Em entrevista que assume tom de conversa entre amigos — o que é a marca de quem conhece os palcos e a intimidade pública —, Lorella fala também da vida pessoal. Questionada sobre a família, disse: “Meus filhos? À sua maneira, todos têm uma veia artística”. E, ao comentar sobre sua forma física aos 60 anos, não recorre a slogans: atribui o vitalidade ao legado familiar e à disciplina: “é mérito dos meus pais e da disciplina”. Uma afirmação que remete ao valor do hábito e da educação como elementos constitutivos da carreira de artista.

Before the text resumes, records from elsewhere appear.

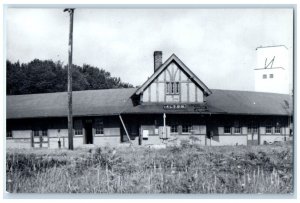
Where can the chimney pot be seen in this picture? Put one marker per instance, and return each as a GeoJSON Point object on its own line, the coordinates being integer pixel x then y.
{"type": "Point", "coordinates": [157, 60]}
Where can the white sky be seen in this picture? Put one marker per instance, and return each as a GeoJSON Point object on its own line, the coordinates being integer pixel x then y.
{"type": "Point", "coordinates": [218, 45]}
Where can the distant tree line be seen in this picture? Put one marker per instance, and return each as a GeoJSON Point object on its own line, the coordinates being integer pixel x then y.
{"type": "Point", "coordinates": [44, 76]}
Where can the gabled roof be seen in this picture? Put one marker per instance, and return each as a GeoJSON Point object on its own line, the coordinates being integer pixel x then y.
{"type": "Point", "coordinates": [190, 74]}
{"type": "Point", "coordinates": [116, 101]}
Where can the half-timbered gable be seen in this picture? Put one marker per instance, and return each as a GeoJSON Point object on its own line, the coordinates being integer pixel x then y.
{"type": "Point", "coordinates": [173, 82]}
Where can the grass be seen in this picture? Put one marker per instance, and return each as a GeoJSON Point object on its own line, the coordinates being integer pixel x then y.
{"type": "Point", "coordinates": [184, 169]}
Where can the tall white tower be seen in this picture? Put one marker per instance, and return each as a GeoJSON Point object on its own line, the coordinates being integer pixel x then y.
{"type": "Point", "coordinates": [272, 71]}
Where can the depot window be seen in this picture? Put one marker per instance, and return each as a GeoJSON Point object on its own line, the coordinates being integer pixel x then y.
{"type": "Point", "coordinates": [186, 128]}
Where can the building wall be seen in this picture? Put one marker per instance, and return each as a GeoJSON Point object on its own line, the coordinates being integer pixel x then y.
{"type": "Point", "coordinates": [157, 91]}
{"type": "Point", "coordinates": [208, 130]}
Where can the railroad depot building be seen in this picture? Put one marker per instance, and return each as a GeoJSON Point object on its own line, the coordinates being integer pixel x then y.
{"type": "Point", "coordinates": [172, 105]}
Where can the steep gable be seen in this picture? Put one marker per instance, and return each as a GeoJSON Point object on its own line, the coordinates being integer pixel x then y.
{"type": "Point", "coordinates": [173, 82]}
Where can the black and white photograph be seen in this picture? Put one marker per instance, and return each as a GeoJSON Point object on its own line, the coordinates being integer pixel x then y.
{"type": "Point", "coordinates": [149, 100]}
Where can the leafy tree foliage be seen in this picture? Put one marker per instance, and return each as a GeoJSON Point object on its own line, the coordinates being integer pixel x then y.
{"type": "Point", "coordinates": [47, 76]}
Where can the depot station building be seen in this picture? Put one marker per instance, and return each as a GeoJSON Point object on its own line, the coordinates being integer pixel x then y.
{"type": "Point", "coordinates": [171, 106]}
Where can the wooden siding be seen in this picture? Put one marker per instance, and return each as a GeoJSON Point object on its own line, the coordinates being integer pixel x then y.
{"type": "Point", "coordinates": [188, 91]}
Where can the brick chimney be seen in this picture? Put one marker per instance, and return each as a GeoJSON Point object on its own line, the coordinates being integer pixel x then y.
{"type": "Point", "coordinates": [157, 59]}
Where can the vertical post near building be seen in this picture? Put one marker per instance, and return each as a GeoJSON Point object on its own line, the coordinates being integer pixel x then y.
{"type": "Point", "coordinates": [70, 51]}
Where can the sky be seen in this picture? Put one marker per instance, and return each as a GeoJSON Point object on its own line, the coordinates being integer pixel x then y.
{"type": "Point", "coordinates": [218, 45]}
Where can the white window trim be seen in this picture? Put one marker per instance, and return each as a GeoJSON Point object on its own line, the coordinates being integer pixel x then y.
{"type": "Point", "coordinates": [227, 132]}
{"type": "Point", "coordinates": [238, 132]}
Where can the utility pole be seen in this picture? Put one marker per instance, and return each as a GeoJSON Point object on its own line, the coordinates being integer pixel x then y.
{"type": "Point", "coordinates": [70, 51]}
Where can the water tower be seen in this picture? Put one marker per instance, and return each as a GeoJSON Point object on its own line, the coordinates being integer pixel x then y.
{"type": "Point", "coordinates": [272, 70]}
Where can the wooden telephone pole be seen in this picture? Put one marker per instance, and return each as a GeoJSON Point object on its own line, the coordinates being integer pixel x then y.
{"type": "Point", "coordinates": [70, 50]}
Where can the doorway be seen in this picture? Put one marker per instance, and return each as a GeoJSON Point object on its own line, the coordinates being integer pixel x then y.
{"type": "Point", "coordinates": [88, 126]}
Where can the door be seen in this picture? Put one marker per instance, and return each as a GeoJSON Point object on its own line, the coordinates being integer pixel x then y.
{"type": "Point", "coordinates": [39, 139]}
{"type": "Point", "coordinates": [88, 132]}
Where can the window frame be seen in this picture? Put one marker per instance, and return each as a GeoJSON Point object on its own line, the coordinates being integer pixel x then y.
{"type": "Point", "coordinates": [277, 126]}
{"type": "Point", "coordinates": [269, 128]}
{"type": "Point", "coordinates": [172, 88]}
{"type": "Point", "coordinates": [76, 127]}
{"type": "Point", "coordinates": [36, 133]}
{"type": "Point", "coordinates": [187, 127]}
{"type": "Point", "coordinates": [44, 131]}
{"type": "Point", "coordinates": [9, 134]}
{"type": "Point", "coordinates": [101, 125]}
{"type": "Point", "coordinates": [174, 127]}
{"type": "Point", "coordinates": [167, 87]}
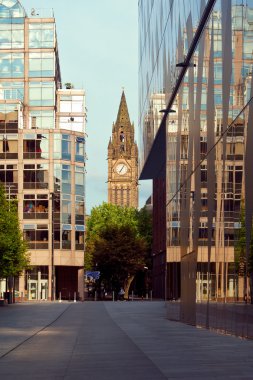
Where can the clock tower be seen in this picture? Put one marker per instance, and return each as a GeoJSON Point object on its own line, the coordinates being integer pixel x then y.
{"type": "Point", "coordinates": [123, 160]}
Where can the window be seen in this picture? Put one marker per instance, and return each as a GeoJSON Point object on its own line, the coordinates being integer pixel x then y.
{"type": "Point", "coordinates": [35, 206]}
{"type": "Point", "coordinates": [41, 93]}
{"type": "Point", "coordinates": [11, 36]}
{"type": "Point", "coordinates": [79, 238]}
{"type": "Point", "coordinates": [41, 119]}
{"type": "Point", "coordinates": [35, 145]}
{"type": "Point", "coordinates": [11, 65]}
{"type": "Point", "coordinates": [79, 210]}
{"type": "Point", "coordinates": [79, 156]}
{"type": "Point", "coordinates": [79, 180]}
{"type": "Point", "coordinates": [62, 146]}
{"type": "Point", "coordinates": [41, 64]}
{"type": "Point", "coordinates": [41, 35]}
{"type": "Point", "coordinates": [8, 146]}
{"type": "Point", "coordinates": [36, 235]}
{"type": "Point", "coordinates": [36, 176]}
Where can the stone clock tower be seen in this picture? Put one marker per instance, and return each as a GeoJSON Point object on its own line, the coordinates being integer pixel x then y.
{"type": "Point", "coordinates": [123, 160]}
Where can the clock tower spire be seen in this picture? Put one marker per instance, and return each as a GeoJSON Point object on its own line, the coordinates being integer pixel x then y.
{"type": "Point", "coordinates": [123, 160]}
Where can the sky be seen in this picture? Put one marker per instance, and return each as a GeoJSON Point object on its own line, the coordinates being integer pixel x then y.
{"type": "Point", "coordinates": [98, 50]}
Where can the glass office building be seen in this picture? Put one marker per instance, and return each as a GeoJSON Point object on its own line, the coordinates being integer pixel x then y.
{"type": "Point", "coordinates": [195, 59]}
{"type": "Point", "coordinates": [42, 151]}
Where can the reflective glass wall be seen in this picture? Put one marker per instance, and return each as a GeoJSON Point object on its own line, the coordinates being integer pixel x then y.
{"type": "Point", "coordinates": [208, 142]}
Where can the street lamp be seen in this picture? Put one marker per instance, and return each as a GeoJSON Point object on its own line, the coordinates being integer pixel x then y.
{"type": "Point", "coordinates": [52, 249]}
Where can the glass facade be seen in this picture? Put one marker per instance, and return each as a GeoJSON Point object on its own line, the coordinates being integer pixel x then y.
{"type": "Point", "coordinates": [42, 151]}
{"type": "Point", "coordinates": [196, 64]}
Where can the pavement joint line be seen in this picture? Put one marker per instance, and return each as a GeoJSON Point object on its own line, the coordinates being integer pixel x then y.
{"type": "Point", "coordinates": [34, 334]}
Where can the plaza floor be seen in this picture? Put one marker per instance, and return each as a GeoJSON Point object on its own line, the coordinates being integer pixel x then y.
{"type": "Point", "coordinates": [114, 341]}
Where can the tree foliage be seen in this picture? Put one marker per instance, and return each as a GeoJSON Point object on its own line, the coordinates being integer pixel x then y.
{"type": "Point", "coordinates": [119, 254]}
{"type": "Point", "coordinates": [240, 247]}
{"type": "Point", "coordinates": [118, 242]}
{"type": "Point", "coordinates": [13, 249]}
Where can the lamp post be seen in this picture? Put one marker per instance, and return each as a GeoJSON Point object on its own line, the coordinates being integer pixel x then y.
{"type": "Point", "coordinates": [10, 280]}
{"type": "Point", "coordinates": [52, 249]}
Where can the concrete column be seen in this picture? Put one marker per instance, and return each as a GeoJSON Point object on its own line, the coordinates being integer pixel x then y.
{"type": "Point", "coordinates": [81, 283]}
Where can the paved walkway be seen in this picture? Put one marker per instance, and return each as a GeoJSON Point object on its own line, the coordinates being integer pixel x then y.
{"type": "Point", "coordinates": [113, 341]}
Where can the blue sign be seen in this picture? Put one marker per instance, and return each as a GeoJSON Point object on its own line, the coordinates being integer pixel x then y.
{"type": "Point", "coordinates": [93, 274]}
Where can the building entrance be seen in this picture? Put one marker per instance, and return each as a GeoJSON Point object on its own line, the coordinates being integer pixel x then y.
{"type": "Point", "coordinates": [37, 289]}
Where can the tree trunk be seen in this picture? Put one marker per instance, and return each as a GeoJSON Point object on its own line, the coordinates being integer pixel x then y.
{"type": "Point", "coordinates": [127, 285]}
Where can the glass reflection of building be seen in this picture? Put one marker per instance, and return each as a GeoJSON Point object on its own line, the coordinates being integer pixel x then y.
{"type": "Point", "coordinates": [202, 150]}
{"type": "Point", "coordinates": [42, 151]}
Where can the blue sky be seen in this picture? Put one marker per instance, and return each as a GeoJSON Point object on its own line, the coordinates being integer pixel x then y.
{"type": "Point", "coordinates": [98, 48]}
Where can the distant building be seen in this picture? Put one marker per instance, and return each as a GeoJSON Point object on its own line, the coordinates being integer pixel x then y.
{"type": "Point", "coordinates": [42, 151]}
{"type": "Point", "coordinates": [123, 160]}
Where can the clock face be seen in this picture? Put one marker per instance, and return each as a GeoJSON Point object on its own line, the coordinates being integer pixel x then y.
{"type": "Point", "coordinates": [121, 169]}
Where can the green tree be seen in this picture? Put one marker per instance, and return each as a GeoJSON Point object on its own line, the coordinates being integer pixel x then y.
{"type": "Point", "coordinates": [119, 253]}
{"type": "Point", "coordinates": [136, 223]}
{"type": "Point", "coordinates": [13, 249]}
{"type": "Point", "coordinates": [244, 265]}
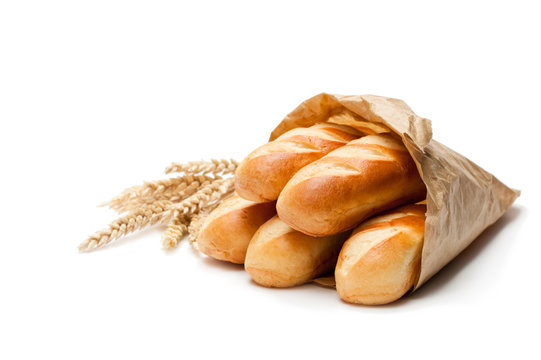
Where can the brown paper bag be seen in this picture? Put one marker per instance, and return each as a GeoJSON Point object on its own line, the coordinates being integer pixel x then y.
{"type": "Point", "coordinates": [462, 199]}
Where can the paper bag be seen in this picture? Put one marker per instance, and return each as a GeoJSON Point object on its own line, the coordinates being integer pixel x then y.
{"type": "Point", "coordinates": [462, 199]}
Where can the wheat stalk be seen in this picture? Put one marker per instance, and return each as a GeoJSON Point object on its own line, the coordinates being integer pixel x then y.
{"type": "Point", "coordinates": [220, 166]}
{"type": "Point", "coordinates": [174, 201]}
{"type": "Point", "coordinates": [160, 212]}
{"type": "Point", "coordinates": [157, 213]}
{"type": "Point", "coordinates": [193, 208]}
{"type": "Point", "coordinates": [175, 231]}
{"type": "Point", "coordinates": [173, 189]}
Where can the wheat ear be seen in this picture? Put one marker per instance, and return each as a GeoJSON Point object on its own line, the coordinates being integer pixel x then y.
{"type": "Point", "coordinates": [173, 189]}
{"type": "Point", "coordinates": [220, 166]}
{"type": "Point", "coordinates": [175, 231]}
{"type": "Point", "coordinates": [191, 208]}
{"type": "Point", "coordinates": [157, 213]}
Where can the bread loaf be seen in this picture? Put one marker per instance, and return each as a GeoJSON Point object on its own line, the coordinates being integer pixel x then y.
{"type": "Point", "coordinates": [335, 193]}
{"type": "Point", "coordinates": [262, 175]}
{"type": "Point", "coordinates": [228, 229]}
{"type": "Point", "coordinates": [381, 260]}
{"type": "Point", "coordinates": [279, 256]}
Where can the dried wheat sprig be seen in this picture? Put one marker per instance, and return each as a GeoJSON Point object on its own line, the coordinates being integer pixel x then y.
{"type": "Point", "coordinates": [214, 166]}
{"type": "Point", "coordinates": [207, 195]}
{"type": "Point", "coordinates": [175, 231]}
{"type": "Point", "coordinates": [193, 210]}
{"type": "Point", "coordinates": [195, 227]}
{"type": "Point", "coordinates": [173, 189]}
{"type": "Point", "coordinates": [157, 213]}
{"type": "Point", "coordinates": [160, 212]}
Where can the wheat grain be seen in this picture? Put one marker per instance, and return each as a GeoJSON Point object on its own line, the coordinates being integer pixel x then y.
{"type": "Point", "coordinates": [213, 166]}
{"type": "Point", "coordinates": [173, 189]}
{"type": "Point", "coordinates": [194, 209]}
{"type": "Point", "coordinates": [160, 212]}
{"type": "Point", "coordinates": [157, 213]}
{"type": "Point", "coordinates": [175, 231]}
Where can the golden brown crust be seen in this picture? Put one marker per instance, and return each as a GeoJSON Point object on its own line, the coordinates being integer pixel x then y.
{"type": "Point", "coordinates": [350, 184]}
{"type": "Point", "coordinates": [381, 261]}
{"type": "Point", "coordinates": [279, 256]}
{"type": "Point", "coordinates": [264, 173]}
{"type": "Point", "coordinates": [227, 231]}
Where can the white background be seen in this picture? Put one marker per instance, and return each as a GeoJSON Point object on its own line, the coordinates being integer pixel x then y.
{"type": "Point", "coordinates": [96, 96]}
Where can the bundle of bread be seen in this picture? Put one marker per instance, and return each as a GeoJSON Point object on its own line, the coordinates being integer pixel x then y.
{"type": "Point", "coordinates": [327, 180]}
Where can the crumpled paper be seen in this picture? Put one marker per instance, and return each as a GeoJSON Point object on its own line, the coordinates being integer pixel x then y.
{"type": "Point", "coordinates": [462, 198]}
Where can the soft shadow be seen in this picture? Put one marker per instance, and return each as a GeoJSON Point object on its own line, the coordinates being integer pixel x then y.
{"type": "Point", "coordinates": [222, 265]}
{"type": "Point", "coordinates": [458, 264]}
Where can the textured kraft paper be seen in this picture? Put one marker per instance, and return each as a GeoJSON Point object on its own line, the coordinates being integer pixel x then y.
{"type": "Point", "coordinates": [462, 199]}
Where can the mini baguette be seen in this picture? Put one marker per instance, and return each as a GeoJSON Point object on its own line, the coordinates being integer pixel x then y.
{"type": "Point", "coordinates": [381, 260]}
{"type": "Point", "coordinates": [228, 229]}
{"type": "Point", "coordinates": [262, 175]}
{"type": "Point", "coordinates": [279, 256]}
{"type": "Point", "coordinates": [335, 193]}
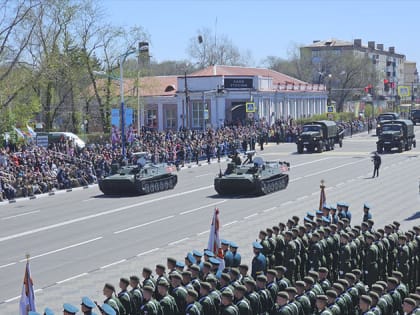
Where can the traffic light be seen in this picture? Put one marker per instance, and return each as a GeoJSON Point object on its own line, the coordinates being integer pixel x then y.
{"type": "Point", "coordinates": [368, 89]}
{"type": "Point", "coordinates": [386, 85]}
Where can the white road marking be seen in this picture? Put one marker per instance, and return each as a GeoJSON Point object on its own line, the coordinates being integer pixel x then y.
{"type": "Point", "coordinates": [144, 224]}
{"type": "Point", "coordinates": [100, 214]}
{"type": "Point", "coordinates": [113, 264]}
{"type": "Point", "coordinates": [230, 223]}
{"type": "Point", "coordinates": [7, 265]}
{"type": "Point", "coordinates": [20, 215]}
{"type": "Point", "coordinates": [148, 252]}
{"type": "Point", "coordinates": [202, 175]}
{"type": "Point", "coordinates": [251, 216]}
{"type": "Point", "coordinates": [178, 241]}
{"type": "Point", "coordinates": [64, 248]}
{"type": "Point", "coordinates": [203, 207]}
{"type": "Point", "coordinates": [72, 278]}
{"type": "Point", "coordinates": [269, 209]}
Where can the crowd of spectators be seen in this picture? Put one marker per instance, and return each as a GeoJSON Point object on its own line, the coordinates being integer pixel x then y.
{"type": "Point", "coordinates": [27, 170]}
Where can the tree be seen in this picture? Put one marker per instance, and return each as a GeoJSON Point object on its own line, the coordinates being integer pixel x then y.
{"type": "Point", "coordinates": [207, 49]}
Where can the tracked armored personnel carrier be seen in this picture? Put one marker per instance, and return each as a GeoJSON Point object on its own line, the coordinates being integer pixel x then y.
{"type": "Point", "coordinates": [253, 177]}
{"type": "Point", "coordinates": [141, 178]}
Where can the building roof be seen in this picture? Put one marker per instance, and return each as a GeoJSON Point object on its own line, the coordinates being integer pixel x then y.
{"type": "Point", "coordinates": [217, 70]}
{"type": "Point", "coordinates": [330, 43]}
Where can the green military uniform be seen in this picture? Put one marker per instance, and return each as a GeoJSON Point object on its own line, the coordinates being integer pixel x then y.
{"type": "Point", "coordinates": [125, 300]}
{"type": "Point", "coordinates": [305, 303]}
{"type": "Point", "coordinates": [151, 307]}
{"type": "Point", "coordinates": [281, 310]}
{"type": "Point", "coordinates": [193, 309]}
{"type": "Point", "coordinates": [136, 300]}
{"type": "Point", "coordinates": [244, 307]}
{"type": "Point", "coordinates": [169, 305]}
{"type": "Point", "coordinates": [230, 310]}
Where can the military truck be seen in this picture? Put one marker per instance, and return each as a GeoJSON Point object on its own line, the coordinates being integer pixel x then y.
{"type": "Point", "coordinates": [318, 136]}
{"type": "Point", "coordinates": [415, 116]}
{"type": "Point", "coordinates": [383, 117]}
{"type": "Point", "coordinates": [398, 134]}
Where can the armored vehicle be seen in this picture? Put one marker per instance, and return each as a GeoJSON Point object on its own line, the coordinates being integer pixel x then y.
{"type": "Point", "coordinates": [139, 179]}
{"type": "Point", "coordinates": [253, 177]}
{"type": "Point", "coordinates": [415, 116]}
{"type": "Point", "coordinates": [397, 133]}
{"type": "Point", "coordinates": [319, 136]}
{"type": "Point", "coordinates": [384, 117]}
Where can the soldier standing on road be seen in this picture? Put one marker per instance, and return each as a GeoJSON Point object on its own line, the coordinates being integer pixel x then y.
{"type": "Point", "coordinates": [376, 164]}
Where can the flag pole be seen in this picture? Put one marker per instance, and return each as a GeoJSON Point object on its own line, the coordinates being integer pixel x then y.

O encontro com o grande público e com os produtores que a lançaram aconteceu, curiosamente, em um cenário banal e quase cinematográfico: uma convenção da Algida, onde ela era bailarina de fila e Pippo Baudo era o apresentador do evento. “Ele me notou durante a serata e quis me conhecer — foi um encontro muito profissional. Eu estava intimidada, mas ele me pôs logo à vontade”, recorda. A anedota funciona como um pequeno refrão biográfico: as carreiras, muitas vezes, se iniciam com olhares e profissionalismo em eventos que parecem efêmeros, mas que reescrevem trajetórias.
Assistir a Aggiungi un posto a tavola com Lorella Cuccarini em cena é, portanto, mais do que ver uma atriz em um papel: é observar o reframe de uma artista que atravessou décadas de televisão e teatro, carregando consigo a semiótica do popular e o eco cultural de um tempo. Consolazione, no palco, aparece como uma possibilidade de redenção e de nova ordem; fora dele, a própria presença de Cuccarini funciona como um lembrete de que a carreira artística é também um exercício de disciplina, memória e reinvenção.
Datas e local: Aggiungi un posto a tavola — ChorusLife Arena, Bergamo. Sexta 16/01 às 21h; Sábado 17/01 às 16h e 21h; Domingo 18/01 às 16h.
Curiosidade sofisticada: ver Cuccarini hoje é perceber como o entretenimento pode ser um espelho do nosso tempo — e, ao mesmo tempo, um antídoto contra a efemeridade. Seu corpo de trabalho funciona como um roteiro tácito que atravessa a memória coletiva italiana e ressoa nas plateias contemporâneas.